Con todo, Serrano seguía siendo un rival de consideración. Era el líder, junto con Arnulfo Gómez, de una generación que también exigía su cuota de poder. Incluso, lanzó un manifiesto con su ideario político, donde lo primero que hacía era descalificar con fuerza la reforma constitucional que facilitaba las ambiciones de Obregón; prometía un seguro obrero y un “fácil acceso a la tierra”, y aspiraba a una relación de amistad, “con dignidad”, con los Estados Unidos.

Mientras, Plutarco Elías Calles intervenía a favor de Obregón. Obligó a la dirigencia del Partido Laborista a manifestar su lealtad al ex presidente, a pesar de que la asamblea y las bases se inclinaban por Serrano e incluso se declaraban antiobregonistas.

Serrano alcanzó a hacer una breve campaña. Cundió el rumor de que él y Gómez conspiraban para levantarse en armas contra Calles, pensando que no habría elecciones limpias.

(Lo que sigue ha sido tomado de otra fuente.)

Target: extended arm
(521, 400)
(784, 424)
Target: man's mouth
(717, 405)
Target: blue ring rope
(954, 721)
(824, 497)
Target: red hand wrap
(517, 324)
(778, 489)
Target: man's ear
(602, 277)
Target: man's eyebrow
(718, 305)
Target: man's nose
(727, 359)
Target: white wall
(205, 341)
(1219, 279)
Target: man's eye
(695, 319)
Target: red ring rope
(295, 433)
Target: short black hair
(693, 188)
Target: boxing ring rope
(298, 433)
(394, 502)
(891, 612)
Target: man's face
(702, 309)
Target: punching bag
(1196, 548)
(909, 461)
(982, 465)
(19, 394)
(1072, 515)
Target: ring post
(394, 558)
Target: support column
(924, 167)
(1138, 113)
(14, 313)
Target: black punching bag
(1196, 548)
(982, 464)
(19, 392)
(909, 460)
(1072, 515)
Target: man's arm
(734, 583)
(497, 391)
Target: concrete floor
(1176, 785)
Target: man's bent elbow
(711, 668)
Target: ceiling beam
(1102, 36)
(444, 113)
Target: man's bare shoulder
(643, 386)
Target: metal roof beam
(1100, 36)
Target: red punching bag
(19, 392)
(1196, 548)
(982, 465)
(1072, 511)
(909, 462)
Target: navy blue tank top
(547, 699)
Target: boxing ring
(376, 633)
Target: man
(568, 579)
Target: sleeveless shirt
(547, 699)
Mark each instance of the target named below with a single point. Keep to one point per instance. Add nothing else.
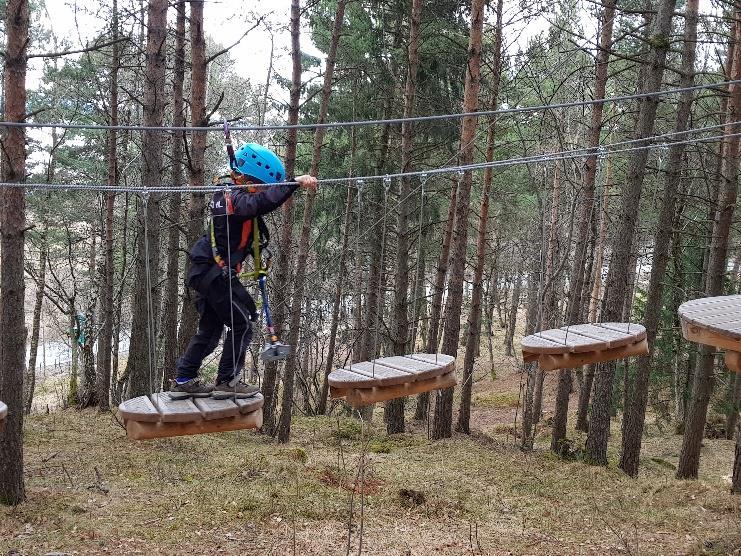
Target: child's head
(254, 163)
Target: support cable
(612, 148)
(361, 123)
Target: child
(215, 262)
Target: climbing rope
(621, 147)
(390, 121)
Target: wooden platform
(388, 378)
(580, 344)
(157, 416)
(715, 321)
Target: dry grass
(91, 491)
(240, 493)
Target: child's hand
(307, 182)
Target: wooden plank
(340, 377)
(717, 338)
(716, 309)
(175, 411)
(136, 430)
(637, 331)
(575, 341)
(359, 397)
(248, 405)
(709, 303)
(211, 408)
(732, 320)
(733, 361)
(550, 362)
(612, 338)
(139, 409)
(536, 344)
(380, 374)
(420, 369)
(435, 358)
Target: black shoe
(235, 388)
(193, 388)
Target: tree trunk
(599, 424)
(30, 383)
(474, 316)
(172, 274)
(284, 427)
(442, 422)
(88, 387)
(141, 364)
(689, 458)
(196, 171)
(577, 275)
(12, 226)
(635, 410)
(283, 266)
(322, 406)
(105, 339)
(433, 340)
(531, 325)
(509, 337)
(394, 411)
(585, 392)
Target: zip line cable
(362, 123)
(638, 145)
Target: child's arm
(269, 198)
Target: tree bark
(172, 274)
(635, 410)
(442, 422)
(394, 410)
(12, 226)
(322, 405)
(196, 171)
(284, 427)
(141, 364)
(474, 316)
(599, 424)
(433, 339)
(283, 266)
(105, 339)
(30, 383)
(689, 457)
(577, 275)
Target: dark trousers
(218, 309)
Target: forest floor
(91, 491)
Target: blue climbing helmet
(259, 162)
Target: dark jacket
(244, 206)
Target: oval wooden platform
(392, 377)
(3, 415)
(715, 321)
(580, 344)
(158, 416)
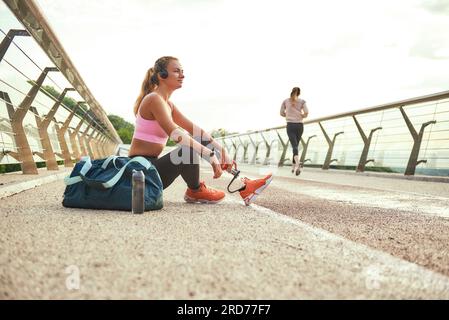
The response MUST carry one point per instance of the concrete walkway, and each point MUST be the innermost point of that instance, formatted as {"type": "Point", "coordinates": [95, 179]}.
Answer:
{"type": "Point", "coordinates": [321, 235]}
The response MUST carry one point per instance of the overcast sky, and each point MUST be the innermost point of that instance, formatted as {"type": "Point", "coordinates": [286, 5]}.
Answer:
{"type": "Point", "coordinates": [241, 58]}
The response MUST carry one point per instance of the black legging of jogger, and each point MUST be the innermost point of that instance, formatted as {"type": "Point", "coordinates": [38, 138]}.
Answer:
{"type": "Point", "coordinates": [186, 163]}
{"type": "Point", "coordinates": [294, 132]}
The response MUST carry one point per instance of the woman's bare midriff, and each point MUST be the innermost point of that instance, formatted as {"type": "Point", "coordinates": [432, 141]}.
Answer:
{"type": "Point", "coordinates": [144, 148]}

Si era cierto o no, Calles y Obregón no esperaron a comprobarlo. Sacaron a Gómez de la jefatura de Operaciones Militares en Veracruz, se le invitó a irse del país con un cargo diplomático, pero él rehusó. Aún creía que él también tenía posibilidades en la carrera por la Presidencia.

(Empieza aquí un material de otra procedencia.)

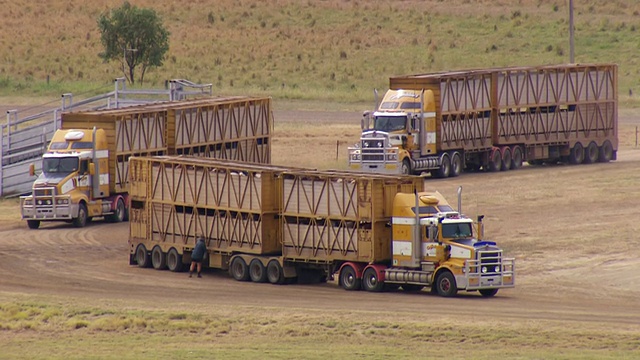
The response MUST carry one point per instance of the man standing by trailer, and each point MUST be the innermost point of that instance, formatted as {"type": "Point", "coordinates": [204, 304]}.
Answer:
{"type": "Point", "coordinates": [197, 256]}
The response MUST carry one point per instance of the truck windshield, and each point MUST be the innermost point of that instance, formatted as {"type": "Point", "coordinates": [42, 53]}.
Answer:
{"type": "Point", "coordinates": [389, 123]}
{"type": "Point", "coordinates": [456, 230]}
{"type": "Point", "coordinates": [60, 165]}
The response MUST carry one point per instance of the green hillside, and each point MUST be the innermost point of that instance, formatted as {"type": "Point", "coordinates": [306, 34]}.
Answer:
{"type": "Point", "coordinates": [336, 50]}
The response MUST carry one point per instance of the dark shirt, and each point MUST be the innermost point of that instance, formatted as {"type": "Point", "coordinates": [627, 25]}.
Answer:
{"type": "Point", "coordinates": [198, 251]}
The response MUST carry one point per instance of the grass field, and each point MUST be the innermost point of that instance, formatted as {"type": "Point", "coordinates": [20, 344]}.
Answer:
{"type": "Point", "coordinates": [320, 50]}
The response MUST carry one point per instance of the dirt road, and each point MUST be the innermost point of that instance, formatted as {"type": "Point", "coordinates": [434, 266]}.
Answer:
{"type": "Point", "coordinates": [572, 229]}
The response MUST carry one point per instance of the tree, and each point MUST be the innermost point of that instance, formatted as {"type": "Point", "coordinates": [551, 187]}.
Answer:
{"type": "Point", "coordinates": [134, 36]}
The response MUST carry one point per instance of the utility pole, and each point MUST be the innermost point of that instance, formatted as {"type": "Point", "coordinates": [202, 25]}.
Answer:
{"type": "Point", "coordinates": [571, 53]}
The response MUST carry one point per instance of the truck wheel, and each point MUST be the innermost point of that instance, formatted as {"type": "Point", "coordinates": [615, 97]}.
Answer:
{"type": "Point", "coordinates": [142, 256]}
{"type": "Point", "coordinates": [412, 287]}
{"type": "Point", "coordinates": [495, 161]}
{"type": "Point", "coordinates": [488, 292]}
{"type": "Point", "coordinates": [239, 269]}
{"type": "Point", "coordinates": [406, 167]}
{"type": "Point", "coordinates": [118, 215]}
{"type": "Point", "coordinates": [370, 280]}
{"type": "Point", "coordinates": [348, 279]}
{"type": "Point", "coordinates": [158, 258]}
{"type": "Point", "coordinates": [516, 158]}
{"type": "Point", "coordinates": [506, 159]}
{"type": "Point", "coordinates": [576, 155]}
{"type": "Point", "coordinates": [445, 167]}
{"type": "Point", "coordinates": [605, 154]}
{"type": "Point", "coordinates": [591, 155]}
{"type": "Point", "coordinates": [174, 260]}
{"type": "Point", "coordinates": [275, 273]}
{"type": "Point", "coordinates": [257, 271]}
{"type": "Point", "coordinates": [456, 164]}
{"type": "Point", "coordinates": [446, 284]}
{"type": "Point", "coordinates": [81, 220]}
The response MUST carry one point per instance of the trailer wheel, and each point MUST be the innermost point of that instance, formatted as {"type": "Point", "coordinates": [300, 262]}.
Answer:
{"type": "Point", "coordinates": [446, 284]}
{"type": "Point", "coordinates": [606, 152]}
{"type": "Point", "coordinates": [516, 158]}
{"type": "Point", "coordinates": [576, 156]}
{"type": "Point", "coordinates": [142, 256]}
{"type": "Point", "coordinates": [456, 164]}
{"type": "Point", "coordinates": [506, 159]}
{"type": "Point", "coordinates": [174, 260]}
{"type": "Point", "coordinates": [592, 153]}
{"type": "Point", "coordinates": [257, 271]}
{"type": "Point", "coordinates": [495, 161]}
{"type": "Point", "coordinates": [81, 220]}
{"type": "Point", "coordinates": [274, 272]}
{"type": "Point", "coordinates": [488, 292]}
{"type": "Point", "coordinates": [370, 280]}
{"type": "Point", "coordinates": [445, 167]}
{"type": "Point", "coordinates": [348, 279]}
{"type": "Point", "coordinates": [412, 287]}
{"type": "Point", "coordinates": [239, 269]}
{"type": "Point", "coordinates": [406, 167]}
{"type": "Point", "coordinates": [158, 258]}
{"type": "Point", "coordinates": [118, 215]}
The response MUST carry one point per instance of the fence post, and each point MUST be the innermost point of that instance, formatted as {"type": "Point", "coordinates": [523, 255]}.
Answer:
{"type": "Point", "coordinates": [66, 96]}
{"type": "Point", "coordinates": [1, 160]}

Los hechos se desencadenaron con rapidez. El 2 de octubre de 1927 se efectuaron maniobras militares en los llanos de Balbuena que dieron credibilidad a los rumores de asonada. Serrano aún no estaba convencido del peligro que corría: se fue a Cuernavaca, con unos pocos amigos, a celebrar el día de San Francisco.

Allí fueron detenidos y conducidos a la Ciudad de México. En el Castillo de Chapultepec se había decidido su destino: morirían antes de llegar a la capital.

Acusados del delito de rebelión, Serrano y sus acompañantes fueron bajados de los autos en las cercanías de Huitzilac, donde murieron baleados sin juicio alguno.

La anécdota cuenta que, cuando Álvaro Obregón vio el cadáver de Francisco Serrano, habló, burlonamente, de la “cuelga” que el militar había recibido por su santo. Incluso, se dice que agregó: “¡Ay, Pancho, mira cómo te dejaron!”

El caso del general Serrano fue, a fines del siglo XX objeto de varios textos producto de las indagaciones del poeta José Emilio Pacheco, que volvieron a narrar los acontecimientos, despojados de la ficción; así resurgió el asesinato en toda su crudeza. Hoy día, las cruces de Huitzilac aún permanecen en aquel punto de las carreteras morelenses, como mudo recordatorio de un pasado brutal.